Groups Claude Discord Coordinator, Claude Runner, and MCP Gateway under a shared section. Documents new CT 303 MCP Gateway with n8n and Gitea MCP server configuration details. Co-Authored-By: Claude Opus 4.6 <noreply@anthropic.com>
12 KiB
System Monitoring and Alerting - Technology Context
Overview
Comprehensive monitoring and alerting system for home lab infrastructure with focus on automated health checks, Discord notifications, and proactive system maintenance.
Architecture Patterns
Distributed Monitoring Strategy
Pattern: Service-specific monitoring with centralized alerting
- Uptime Kuma: Centralized service uptime and health monitoring (status page)

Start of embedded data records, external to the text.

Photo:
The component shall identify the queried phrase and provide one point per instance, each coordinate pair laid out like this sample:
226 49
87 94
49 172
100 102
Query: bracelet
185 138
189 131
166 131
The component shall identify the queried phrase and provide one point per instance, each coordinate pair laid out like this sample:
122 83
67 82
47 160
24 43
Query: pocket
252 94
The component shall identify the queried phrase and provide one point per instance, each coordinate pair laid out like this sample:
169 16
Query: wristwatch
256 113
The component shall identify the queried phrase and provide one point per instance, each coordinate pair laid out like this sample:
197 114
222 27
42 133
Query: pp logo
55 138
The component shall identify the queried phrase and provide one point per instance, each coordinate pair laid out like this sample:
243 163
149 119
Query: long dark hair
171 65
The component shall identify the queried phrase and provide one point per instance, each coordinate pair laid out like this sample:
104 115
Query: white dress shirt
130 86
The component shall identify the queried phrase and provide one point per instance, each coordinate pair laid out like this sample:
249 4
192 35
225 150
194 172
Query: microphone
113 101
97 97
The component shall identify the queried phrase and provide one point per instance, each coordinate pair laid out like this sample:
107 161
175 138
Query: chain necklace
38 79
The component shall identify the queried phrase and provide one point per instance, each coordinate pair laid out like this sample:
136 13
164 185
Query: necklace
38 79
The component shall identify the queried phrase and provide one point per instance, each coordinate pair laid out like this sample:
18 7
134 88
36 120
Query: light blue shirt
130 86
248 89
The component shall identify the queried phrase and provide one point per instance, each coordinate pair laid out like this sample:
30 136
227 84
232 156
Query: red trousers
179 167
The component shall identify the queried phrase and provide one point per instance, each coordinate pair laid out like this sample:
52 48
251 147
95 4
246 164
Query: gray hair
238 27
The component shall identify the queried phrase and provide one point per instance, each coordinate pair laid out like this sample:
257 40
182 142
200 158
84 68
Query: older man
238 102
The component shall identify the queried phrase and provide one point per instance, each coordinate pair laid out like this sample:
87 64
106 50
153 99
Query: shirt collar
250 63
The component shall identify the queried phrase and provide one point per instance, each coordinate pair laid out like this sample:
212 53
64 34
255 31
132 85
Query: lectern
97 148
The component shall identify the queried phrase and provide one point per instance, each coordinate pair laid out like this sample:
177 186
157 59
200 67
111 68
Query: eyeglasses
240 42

- Claude Runner (CT 302): SSH-based server diagnostics with two-tier auto-remediation
- Tdarr Monitoring: API-based transcoding health checks
- Windows Desktop Monitoring: Reboot detection and system events
- Network Monitoring: Connectivity and service availability
- Container Monitoring: Docker/Podman health and resource usage
AI Infrastructure LXCs (301–303)
Claude Discord Coordinator — CT 301 (10.10.0.147)
Purpose: Discord bot coordination with read-only cognitive memory MCP access
SSH alias: claude-discord-coordinator
Claude Runner — CT 302 (10.10.0.148)
Purpose: Automated server health monitoring with AI-escalated remediation
Repo: cal/claude-runner-monitoring on Gitea (cloned to /root/.claude on CT 302)
Docs: monitoring/server-diagnostics/CONTEXT.md
MCP Gateway — CT 303 (10.10.0.231)
Purpose: Docker MCP Gateway — centralized MCP server proxy for Claude Code
SSH alias: mcp-gateway
Service: docker/mcp-gateway v2.0.1 on port 8811 (http://10.10.0.231:8811/mcp)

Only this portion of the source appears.